Ad anno dalla sua entrata in vigore, la tassa sui cibi ricchi di grassi saturi introdotta dal governo danese fa più che mai discutere, soprattutto i critici che non fanno mancare gli appelli affinchè l’imposta venga abolita.
Secondo i detrattori questa tassazione non avrebbe prodotto l’esito sperato perché solamente una piccola percentuale di consumatori si è convinta ad acquistare alimenti più sani, ma nel frattempo le aziende dovendo fare i conti con i mancati introiti hanno dovuto operare dei licenziamenti.
Nonostante l’adozione della tassa sui grassi saturi sia stata salutata positivamente dall’opinione pubblica come esempio da seguire per tutto il mondo, i critici sostengono che l’unico effetto di rilievo fatto registrare in Danimarca è stato la corsa verso il confine con la Germania per acquistare generi alimentari.
In un articolo apparso sul Copenhagen Post a firma di Jens Klarskow della Camera di commercio danese e di Soren Gade del Danish Agriculture and Food Council gli autori scrivono che il problema deriva principalmente dal fatto che l’imposta si applica a quasi tutti i tipi di alimenti, in questo modo si finisce per applicare un supplemento minimo ad un numero enorme di prodotti, con l’effetto di creare maggiori oneri amministrativi a carico delle aziende del settore alimentare.
Gli autori dell’articolo sostengono inoltre che, secondo un recente sondaggio effettuato tra i consumatori danesi, l’80% degli intervistati ha dichiarato di non aver cambiato le proprie abitudini in relazione all’acquisto di prodotti alimentari nonostante l’introduzione della tassa. Tra i più di 1000 i consumatori intervistati il 70% di loro è del parere che l’imposta non abbia avuto nessun impatto positivo sulla salute.
Secondo Klarskow e Gade il modo in cui viene applicata la tassa sui grassi saturi non incoraggia le persone a fare scelte più sane. Anzi, l’effetto ottenuto è che sempre più danesi si spingono a fare acquisti in Germania, come confermerebbe lo stesso sondaggio secondo il quale se, nel febbraio 2011 erano solo uno su tre i danesi che facevano acquisti di prodotti alimentari nella confinante Germania, ad un anno dall’introduzione della tassa sono ormai uno su due. Ma l’effetto più grave – si legge nell’articolo- è che a seguito dell’introduzione dell’imposta sono andati persi 1.300 posti di lavoro. Questo per i critici sta a significare come la fat tax stia in realtà danneggiando economicamente la Danimarca, il tutto a vantaggio dei vicini tedeschi, che, vista la situazione si guarderebbero bene dall’introdurre una misura simile.

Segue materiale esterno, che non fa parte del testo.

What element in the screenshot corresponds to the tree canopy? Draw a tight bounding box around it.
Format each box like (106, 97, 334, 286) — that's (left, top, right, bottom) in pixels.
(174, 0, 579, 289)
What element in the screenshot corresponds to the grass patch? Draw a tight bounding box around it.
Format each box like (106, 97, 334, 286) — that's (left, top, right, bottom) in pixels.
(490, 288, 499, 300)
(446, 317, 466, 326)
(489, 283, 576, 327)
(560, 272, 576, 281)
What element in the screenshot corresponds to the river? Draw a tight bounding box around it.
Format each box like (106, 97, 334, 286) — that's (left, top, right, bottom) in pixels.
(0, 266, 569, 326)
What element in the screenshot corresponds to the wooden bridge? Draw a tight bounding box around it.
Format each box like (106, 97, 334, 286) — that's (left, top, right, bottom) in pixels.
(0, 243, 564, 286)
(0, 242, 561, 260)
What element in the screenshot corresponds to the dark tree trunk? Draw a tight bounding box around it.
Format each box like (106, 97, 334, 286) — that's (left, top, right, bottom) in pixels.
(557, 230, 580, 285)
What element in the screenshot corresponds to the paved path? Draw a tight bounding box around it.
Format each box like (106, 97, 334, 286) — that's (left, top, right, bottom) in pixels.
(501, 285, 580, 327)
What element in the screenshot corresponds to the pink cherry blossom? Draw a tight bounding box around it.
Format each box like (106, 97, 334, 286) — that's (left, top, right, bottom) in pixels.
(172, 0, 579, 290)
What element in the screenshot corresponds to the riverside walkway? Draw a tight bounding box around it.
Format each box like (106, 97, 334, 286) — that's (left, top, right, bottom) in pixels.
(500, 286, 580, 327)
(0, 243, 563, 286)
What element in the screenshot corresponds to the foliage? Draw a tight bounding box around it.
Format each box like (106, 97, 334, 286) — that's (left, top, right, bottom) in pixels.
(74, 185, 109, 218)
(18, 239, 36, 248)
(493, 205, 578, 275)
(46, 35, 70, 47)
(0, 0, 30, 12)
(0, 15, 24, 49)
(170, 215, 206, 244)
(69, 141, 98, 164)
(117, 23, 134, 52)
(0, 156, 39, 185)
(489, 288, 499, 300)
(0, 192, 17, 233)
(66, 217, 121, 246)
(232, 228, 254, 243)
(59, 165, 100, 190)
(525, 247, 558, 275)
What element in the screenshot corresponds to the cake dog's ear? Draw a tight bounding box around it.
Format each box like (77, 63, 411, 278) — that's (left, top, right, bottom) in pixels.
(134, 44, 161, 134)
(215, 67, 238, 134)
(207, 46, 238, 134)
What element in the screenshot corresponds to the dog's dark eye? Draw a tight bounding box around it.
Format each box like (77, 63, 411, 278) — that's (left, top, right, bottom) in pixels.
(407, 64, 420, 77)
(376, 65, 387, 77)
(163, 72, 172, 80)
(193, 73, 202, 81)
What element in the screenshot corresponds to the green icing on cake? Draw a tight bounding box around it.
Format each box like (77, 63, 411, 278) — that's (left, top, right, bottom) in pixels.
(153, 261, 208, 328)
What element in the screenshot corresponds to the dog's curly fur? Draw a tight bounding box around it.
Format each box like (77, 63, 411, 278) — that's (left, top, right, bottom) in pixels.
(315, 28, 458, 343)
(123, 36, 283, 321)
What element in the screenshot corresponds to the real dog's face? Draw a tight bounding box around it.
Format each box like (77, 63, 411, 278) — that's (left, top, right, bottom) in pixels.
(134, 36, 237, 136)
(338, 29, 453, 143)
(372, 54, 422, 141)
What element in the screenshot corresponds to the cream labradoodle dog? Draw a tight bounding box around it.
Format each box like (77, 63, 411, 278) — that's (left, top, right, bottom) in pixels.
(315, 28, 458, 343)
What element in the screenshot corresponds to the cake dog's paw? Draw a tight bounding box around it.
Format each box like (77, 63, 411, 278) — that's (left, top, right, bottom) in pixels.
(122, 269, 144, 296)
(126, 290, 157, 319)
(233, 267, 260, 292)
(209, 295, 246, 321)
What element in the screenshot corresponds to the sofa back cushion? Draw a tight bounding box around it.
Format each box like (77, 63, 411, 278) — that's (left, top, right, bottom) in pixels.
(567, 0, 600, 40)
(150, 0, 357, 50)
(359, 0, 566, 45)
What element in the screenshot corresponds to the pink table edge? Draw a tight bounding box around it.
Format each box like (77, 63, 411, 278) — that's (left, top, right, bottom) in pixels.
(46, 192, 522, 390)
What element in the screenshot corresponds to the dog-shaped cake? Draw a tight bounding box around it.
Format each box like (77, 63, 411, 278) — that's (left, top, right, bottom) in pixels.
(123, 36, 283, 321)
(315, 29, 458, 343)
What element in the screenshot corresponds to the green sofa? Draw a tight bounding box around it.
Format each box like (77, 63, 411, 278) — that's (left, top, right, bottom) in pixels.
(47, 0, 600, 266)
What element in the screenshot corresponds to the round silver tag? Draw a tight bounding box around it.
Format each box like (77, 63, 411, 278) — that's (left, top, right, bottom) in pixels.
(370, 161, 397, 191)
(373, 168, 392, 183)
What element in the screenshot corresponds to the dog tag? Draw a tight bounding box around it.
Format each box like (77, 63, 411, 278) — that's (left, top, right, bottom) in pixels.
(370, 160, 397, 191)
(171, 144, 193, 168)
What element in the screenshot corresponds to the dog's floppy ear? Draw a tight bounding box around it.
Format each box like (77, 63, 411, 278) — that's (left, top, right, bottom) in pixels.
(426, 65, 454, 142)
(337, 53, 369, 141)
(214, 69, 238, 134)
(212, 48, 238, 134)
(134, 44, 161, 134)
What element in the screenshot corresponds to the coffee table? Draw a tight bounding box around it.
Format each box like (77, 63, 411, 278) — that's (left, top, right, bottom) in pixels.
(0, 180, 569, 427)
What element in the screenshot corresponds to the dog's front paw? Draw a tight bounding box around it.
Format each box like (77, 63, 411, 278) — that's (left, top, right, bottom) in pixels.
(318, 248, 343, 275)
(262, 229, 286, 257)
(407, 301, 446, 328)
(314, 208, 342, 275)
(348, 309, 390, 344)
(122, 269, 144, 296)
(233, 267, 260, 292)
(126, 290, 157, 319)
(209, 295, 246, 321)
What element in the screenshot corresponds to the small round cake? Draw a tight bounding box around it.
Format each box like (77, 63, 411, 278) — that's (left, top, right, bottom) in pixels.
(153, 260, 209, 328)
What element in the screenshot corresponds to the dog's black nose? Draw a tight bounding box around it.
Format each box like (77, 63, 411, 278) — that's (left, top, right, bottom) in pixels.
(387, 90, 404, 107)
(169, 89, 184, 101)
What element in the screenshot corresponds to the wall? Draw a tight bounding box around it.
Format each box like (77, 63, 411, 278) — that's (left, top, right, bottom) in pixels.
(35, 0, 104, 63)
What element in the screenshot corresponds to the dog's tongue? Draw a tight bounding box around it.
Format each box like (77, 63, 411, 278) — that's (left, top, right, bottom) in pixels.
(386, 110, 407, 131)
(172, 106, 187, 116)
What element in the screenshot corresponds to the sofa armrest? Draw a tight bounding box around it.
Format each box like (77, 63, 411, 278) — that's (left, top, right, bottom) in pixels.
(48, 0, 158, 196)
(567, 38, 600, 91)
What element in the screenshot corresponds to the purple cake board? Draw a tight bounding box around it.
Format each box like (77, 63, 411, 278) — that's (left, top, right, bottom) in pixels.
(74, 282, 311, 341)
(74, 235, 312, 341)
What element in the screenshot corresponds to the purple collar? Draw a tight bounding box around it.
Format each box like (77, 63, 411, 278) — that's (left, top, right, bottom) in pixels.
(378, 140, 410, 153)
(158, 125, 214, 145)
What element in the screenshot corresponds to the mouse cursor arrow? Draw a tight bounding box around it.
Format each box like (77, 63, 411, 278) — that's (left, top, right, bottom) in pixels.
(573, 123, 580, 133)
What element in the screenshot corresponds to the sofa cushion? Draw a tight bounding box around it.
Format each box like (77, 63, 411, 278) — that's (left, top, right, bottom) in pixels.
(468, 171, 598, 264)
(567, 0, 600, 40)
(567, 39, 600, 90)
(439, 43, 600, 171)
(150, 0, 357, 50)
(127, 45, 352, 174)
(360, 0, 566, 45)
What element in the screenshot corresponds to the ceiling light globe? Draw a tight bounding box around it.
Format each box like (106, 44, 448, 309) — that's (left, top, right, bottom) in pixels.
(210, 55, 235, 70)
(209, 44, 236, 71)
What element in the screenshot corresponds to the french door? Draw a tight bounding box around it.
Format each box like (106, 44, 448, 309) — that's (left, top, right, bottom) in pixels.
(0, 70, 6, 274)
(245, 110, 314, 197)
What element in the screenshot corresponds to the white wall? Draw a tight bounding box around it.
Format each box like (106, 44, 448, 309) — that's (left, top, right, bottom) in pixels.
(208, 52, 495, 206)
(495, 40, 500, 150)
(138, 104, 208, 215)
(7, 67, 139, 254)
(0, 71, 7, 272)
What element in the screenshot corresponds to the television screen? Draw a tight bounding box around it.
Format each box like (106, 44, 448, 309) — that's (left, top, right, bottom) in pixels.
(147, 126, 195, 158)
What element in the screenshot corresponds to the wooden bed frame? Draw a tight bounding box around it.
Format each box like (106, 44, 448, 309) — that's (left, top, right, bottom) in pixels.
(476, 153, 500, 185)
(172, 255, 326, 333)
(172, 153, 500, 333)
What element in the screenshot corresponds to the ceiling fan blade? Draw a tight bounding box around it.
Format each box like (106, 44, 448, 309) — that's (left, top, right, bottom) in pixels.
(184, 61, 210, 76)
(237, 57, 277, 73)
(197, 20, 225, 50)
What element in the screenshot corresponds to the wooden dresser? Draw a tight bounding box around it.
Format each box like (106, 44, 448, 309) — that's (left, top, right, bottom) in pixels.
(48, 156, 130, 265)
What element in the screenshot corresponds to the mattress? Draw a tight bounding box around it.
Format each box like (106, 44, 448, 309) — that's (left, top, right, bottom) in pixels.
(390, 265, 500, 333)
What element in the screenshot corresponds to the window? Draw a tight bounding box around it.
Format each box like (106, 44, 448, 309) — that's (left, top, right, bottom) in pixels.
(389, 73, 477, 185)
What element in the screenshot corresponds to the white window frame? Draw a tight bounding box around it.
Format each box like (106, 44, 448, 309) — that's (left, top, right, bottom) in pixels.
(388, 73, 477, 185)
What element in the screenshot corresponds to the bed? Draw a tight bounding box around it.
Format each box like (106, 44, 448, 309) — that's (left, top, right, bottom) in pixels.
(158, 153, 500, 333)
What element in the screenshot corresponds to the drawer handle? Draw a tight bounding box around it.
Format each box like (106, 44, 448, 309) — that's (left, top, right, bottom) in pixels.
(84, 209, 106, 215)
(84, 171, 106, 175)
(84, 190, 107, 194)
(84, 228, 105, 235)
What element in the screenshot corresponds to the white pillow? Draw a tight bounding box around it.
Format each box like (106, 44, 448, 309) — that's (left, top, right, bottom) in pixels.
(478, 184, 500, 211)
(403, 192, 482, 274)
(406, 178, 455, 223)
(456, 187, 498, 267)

Gli autori dell’articolo concludono chiedendosi se valga la pena proseguire su questa strada nonostante né i consumatori, né l’economia del Paese né la salute – a loro dire- ne abbiano tratto un vantaggio.
Lasciamo ai critici le loro opinioni. Tuttavia quello che è certo è che se tutti gli Stati membri adottassero una stessa linee comune in materia, come per altro auspicato dalla World Health Organisation si potrebbe sicuramente ragionare in termini diversi e a guadagnarci sarebbe sicuramente la salute dei consumatori.